Sometimes you wonder why you even care. Is it because after forty years of being "the reliable one" in the office, I can’t handle being the "messy one" in my own living room? You spend your whole life climbing that ladder, making sure your suit is pressed and your margins are correct, and then you retire and you realize the audience is gone. So you invent a new one. You build a digital stage. And if the stage is built on top of a mountain of unfolded leggings and old National Geographics... well, who cares? As long as the framing is right, you’re still winning. Or that's what I tell myself at 2am when I can't sleep.
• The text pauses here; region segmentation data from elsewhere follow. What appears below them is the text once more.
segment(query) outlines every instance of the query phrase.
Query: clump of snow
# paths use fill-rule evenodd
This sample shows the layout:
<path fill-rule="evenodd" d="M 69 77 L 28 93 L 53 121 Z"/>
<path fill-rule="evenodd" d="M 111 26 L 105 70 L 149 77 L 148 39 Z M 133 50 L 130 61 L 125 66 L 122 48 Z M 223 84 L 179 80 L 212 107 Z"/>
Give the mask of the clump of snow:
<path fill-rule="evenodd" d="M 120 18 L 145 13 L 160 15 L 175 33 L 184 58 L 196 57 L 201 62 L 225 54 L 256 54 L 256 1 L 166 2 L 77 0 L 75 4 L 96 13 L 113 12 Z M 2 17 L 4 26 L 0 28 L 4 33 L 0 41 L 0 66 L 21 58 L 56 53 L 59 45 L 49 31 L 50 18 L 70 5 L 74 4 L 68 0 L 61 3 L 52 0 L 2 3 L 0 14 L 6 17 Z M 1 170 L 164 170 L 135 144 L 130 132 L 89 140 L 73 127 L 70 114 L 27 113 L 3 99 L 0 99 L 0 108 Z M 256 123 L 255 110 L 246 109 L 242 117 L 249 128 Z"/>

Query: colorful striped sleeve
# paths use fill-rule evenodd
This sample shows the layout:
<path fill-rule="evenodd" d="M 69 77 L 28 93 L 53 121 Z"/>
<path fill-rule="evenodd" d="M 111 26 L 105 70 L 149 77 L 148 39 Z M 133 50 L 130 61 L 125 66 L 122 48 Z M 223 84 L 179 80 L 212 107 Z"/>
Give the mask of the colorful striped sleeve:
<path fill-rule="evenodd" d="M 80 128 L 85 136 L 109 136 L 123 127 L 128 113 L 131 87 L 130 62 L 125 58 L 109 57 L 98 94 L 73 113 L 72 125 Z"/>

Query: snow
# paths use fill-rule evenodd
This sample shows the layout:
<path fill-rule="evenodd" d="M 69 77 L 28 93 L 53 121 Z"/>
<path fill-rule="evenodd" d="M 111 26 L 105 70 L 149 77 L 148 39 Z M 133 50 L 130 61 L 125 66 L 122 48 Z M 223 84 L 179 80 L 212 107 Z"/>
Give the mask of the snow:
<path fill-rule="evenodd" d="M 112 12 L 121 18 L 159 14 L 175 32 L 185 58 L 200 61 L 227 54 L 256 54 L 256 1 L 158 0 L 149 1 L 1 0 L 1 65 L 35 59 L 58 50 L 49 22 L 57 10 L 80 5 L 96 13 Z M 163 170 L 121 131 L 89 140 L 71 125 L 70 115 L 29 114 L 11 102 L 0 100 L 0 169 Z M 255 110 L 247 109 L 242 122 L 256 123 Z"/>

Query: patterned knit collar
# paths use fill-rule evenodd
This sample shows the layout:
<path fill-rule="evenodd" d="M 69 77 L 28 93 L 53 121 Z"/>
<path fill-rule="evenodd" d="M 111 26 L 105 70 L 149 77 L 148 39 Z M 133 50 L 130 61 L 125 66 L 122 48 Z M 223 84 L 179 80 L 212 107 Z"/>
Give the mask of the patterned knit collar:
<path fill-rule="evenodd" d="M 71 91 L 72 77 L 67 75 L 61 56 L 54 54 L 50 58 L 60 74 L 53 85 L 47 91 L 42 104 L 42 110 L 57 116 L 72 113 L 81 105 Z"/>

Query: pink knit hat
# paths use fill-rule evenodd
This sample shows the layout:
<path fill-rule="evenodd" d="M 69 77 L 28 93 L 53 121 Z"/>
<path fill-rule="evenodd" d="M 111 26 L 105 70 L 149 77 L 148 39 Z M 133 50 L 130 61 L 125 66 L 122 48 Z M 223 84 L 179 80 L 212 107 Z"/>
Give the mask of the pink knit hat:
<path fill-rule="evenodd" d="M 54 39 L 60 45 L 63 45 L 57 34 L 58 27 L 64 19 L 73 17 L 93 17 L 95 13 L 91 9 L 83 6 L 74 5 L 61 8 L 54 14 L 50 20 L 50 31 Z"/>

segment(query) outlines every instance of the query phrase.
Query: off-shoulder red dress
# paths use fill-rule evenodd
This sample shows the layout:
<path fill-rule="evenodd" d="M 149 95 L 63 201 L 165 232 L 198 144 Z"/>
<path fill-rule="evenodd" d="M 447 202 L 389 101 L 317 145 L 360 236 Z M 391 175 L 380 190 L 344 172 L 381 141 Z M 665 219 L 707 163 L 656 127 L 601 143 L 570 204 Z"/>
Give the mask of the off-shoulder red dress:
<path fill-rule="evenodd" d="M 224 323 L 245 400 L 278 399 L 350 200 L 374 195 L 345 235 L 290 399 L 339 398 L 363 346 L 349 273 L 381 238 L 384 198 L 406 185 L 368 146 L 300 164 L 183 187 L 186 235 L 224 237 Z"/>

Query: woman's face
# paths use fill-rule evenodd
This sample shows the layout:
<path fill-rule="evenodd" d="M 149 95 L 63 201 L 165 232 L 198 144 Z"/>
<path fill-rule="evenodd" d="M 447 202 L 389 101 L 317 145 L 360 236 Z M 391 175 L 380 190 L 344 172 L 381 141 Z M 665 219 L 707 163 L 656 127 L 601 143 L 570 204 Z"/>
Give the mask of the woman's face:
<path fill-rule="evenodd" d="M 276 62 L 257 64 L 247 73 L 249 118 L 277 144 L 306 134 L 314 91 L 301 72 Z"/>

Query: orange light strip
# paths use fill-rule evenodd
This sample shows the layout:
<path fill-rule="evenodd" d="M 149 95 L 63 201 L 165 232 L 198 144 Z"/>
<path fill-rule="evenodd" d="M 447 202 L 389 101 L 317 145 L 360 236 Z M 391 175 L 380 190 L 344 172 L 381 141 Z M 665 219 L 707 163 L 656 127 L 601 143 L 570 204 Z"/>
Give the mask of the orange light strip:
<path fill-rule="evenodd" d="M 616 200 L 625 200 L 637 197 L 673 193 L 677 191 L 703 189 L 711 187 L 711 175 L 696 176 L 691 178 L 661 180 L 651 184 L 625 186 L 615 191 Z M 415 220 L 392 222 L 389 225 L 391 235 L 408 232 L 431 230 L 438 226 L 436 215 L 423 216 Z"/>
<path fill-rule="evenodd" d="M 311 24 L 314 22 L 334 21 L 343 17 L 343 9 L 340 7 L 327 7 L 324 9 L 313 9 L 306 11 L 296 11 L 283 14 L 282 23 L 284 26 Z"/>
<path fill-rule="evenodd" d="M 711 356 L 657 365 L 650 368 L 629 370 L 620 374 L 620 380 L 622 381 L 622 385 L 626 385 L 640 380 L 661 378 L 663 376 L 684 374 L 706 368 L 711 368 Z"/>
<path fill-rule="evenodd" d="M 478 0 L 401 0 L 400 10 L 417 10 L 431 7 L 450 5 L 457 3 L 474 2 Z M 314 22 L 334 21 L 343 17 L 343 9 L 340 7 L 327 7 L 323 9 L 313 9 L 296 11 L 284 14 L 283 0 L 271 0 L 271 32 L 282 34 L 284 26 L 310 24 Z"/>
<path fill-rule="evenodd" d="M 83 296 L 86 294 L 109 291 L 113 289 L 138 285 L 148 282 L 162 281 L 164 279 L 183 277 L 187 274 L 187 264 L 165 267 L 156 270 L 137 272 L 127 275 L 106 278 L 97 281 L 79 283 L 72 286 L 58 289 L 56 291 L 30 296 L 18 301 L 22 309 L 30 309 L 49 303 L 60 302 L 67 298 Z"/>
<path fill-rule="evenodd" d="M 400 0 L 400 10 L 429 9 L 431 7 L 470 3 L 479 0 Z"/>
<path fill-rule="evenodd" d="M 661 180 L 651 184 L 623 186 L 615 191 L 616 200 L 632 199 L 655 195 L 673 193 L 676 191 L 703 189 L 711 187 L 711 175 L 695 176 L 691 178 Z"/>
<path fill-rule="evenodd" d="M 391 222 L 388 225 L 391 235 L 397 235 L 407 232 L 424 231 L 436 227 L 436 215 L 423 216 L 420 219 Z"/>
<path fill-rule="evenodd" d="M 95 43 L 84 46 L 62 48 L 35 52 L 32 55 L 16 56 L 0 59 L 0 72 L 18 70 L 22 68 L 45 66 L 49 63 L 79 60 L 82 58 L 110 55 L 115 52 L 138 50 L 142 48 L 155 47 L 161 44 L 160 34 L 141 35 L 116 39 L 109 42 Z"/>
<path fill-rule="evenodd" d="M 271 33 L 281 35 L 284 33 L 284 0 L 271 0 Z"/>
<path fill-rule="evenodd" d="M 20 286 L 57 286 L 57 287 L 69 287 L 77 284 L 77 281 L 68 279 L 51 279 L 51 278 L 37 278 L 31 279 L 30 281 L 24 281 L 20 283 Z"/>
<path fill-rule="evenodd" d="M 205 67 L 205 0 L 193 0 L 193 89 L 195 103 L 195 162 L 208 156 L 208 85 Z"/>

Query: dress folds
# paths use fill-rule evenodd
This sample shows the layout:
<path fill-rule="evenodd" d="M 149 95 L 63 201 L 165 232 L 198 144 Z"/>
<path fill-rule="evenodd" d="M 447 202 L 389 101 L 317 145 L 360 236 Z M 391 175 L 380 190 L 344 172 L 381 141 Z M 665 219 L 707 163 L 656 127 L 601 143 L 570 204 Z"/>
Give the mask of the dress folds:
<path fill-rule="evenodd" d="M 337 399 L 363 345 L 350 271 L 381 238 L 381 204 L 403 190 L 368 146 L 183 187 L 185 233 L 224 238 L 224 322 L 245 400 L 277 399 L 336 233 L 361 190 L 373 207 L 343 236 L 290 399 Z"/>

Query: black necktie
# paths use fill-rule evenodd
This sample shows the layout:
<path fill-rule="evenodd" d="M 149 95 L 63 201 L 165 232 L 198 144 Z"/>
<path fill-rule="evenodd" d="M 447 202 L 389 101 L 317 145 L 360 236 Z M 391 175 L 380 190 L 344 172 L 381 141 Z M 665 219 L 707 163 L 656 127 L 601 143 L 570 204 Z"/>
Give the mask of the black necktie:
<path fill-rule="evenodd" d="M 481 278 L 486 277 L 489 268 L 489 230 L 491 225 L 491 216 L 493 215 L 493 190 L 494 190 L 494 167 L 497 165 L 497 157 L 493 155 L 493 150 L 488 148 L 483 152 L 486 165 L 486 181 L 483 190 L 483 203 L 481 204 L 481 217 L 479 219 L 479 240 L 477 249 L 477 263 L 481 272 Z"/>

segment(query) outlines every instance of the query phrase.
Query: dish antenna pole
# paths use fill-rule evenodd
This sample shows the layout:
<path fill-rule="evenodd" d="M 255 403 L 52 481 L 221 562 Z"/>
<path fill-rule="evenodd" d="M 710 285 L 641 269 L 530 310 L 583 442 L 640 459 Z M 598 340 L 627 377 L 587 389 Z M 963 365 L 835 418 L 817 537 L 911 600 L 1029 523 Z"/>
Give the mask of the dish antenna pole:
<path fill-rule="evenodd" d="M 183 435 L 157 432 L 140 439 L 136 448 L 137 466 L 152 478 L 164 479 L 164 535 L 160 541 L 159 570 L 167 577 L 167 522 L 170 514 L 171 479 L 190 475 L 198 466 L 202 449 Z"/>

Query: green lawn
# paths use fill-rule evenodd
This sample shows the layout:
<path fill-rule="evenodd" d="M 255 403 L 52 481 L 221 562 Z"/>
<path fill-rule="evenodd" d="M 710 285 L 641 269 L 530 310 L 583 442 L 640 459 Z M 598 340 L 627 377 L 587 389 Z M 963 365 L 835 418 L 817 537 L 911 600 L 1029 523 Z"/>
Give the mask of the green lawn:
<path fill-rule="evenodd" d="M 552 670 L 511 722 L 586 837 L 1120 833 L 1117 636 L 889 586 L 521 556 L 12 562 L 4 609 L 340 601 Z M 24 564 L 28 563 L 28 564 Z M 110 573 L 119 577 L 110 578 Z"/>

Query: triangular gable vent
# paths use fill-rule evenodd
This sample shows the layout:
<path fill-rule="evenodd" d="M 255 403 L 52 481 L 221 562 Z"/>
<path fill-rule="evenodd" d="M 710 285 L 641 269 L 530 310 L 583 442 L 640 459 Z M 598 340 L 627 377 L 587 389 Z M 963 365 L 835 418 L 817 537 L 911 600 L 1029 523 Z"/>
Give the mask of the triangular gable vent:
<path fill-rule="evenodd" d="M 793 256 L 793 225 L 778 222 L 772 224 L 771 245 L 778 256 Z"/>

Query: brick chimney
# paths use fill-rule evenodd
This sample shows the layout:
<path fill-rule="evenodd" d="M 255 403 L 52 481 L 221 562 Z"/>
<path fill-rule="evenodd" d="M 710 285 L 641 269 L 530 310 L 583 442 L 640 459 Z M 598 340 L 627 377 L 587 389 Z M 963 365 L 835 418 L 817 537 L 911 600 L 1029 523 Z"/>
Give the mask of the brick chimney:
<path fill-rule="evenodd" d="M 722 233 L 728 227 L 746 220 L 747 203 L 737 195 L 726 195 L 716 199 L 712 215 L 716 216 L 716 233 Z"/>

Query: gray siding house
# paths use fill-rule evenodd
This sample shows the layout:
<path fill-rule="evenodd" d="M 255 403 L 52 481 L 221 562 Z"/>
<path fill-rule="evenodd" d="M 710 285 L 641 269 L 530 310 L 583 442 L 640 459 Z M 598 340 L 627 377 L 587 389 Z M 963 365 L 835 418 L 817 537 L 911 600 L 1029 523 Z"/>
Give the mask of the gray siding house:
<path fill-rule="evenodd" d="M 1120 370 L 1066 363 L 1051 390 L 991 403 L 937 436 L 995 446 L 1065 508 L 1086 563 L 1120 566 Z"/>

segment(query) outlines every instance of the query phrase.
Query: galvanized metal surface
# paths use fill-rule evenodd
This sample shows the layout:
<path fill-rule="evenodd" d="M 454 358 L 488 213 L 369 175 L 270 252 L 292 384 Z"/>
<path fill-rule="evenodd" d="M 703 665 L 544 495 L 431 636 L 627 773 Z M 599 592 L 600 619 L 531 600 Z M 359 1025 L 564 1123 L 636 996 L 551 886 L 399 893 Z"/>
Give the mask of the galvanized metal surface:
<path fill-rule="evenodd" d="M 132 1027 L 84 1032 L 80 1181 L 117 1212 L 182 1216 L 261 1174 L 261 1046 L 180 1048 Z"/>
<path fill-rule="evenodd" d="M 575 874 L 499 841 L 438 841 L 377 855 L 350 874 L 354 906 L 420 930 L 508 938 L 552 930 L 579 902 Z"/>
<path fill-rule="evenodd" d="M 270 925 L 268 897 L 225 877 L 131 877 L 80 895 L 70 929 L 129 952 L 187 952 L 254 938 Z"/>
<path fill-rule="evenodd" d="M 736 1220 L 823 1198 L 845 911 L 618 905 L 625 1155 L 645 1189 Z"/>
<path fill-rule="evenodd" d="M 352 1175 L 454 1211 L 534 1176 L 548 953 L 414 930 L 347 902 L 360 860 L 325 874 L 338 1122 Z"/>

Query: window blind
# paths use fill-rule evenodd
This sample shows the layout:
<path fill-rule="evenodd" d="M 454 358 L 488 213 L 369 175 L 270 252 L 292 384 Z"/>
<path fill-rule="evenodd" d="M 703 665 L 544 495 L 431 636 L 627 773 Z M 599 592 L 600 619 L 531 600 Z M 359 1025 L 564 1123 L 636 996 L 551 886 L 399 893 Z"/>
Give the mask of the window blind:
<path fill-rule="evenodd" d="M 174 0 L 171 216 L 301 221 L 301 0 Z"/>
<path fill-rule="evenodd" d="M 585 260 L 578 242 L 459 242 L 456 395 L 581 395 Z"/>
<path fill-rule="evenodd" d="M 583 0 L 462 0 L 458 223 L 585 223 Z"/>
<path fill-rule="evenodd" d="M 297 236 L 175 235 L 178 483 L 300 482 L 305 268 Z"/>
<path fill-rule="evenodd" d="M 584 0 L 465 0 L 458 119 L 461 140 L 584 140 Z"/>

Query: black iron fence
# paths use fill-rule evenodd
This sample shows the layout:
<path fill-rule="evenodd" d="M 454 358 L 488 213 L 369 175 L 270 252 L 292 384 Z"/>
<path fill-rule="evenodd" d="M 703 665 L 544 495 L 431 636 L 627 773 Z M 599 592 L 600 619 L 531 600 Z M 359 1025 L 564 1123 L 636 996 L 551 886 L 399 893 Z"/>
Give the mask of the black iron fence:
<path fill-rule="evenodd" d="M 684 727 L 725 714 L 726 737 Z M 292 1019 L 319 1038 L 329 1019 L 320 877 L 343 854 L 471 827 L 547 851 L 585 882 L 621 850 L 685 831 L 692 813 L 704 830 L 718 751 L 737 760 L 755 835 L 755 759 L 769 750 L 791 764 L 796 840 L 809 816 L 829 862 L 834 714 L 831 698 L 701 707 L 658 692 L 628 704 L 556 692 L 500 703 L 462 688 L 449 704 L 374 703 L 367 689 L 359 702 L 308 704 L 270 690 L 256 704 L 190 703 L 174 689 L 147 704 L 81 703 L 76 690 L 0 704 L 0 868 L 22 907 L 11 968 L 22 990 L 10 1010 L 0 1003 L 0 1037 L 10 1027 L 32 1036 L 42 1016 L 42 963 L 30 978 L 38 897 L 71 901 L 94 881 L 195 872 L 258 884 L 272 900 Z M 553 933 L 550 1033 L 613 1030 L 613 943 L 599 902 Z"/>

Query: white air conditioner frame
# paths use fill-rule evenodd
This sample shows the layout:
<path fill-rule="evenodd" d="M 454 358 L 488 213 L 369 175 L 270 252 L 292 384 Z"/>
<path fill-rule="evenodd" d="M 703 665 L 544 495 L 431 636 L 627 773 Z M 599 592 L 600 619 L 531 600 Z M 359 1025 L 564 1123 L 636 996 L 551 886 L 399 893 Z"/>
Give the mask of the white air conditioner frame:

Last Tuesday was the absolute worst. I had this great idea for a post about "the beauty of empty spaces"—whatever that means. I was trying to get the angle just right, leaning back on my heels, and I bumped the hall closet door with my elbow. It didn't just open; it EXPLODED. It was like a cartoon. A literal avalanche of beige linens, mismatched tupperware, and old tax returns from 2004 just buried me. I’m sitting there on the floor, seventy-one years old, covered in dusty curtains, and I’m still holding the phone up to make sure I didn't drop it. I looked at myself in the mirror across the hall and just started laughing because I looked like a deranged hoarder who’d lost a fight with a Sears catalog.
Did I take a photo of the mess? Hell no. I pushed it all back in, used a heavy-duty masking tape to keep the latch shut, and took a picture of a single white candle on a bare wooden stool. It got four thousand likes. People were asking me for tips on how to "let go of the unnecessary." I almost replied, "Step one: Buy a closet with a very strong lock," but I didn't. You keep the illusion going because the alternative is admitting that you’re just as cluttered and chaotic as everyone else, and after a lifetime of being "Professional," that’s a hard pill to swallow. I'm not ready for people to see the real me... I like the fake me better.
You just keep living in these little islands of perfection. You clear off one spot on the kitchen island to eat your cereal, ignoring the stacks of paper two feet away. You take a photo of the sunset through a clean window, ignoring the fingerprints on the glass just out of frame. It’s exhausting, really. But then you see that little notification pop up—someone saying your home gives them "a sense of calm"—and you just think, yeah, I’m a total liar. But at least I’m an articulate one. Maybe tomorrow I’ll actually do the laundry. Or maybe I’ll just find a bigger closet... we'll see. Honestly, fight me, I'm too old to change now.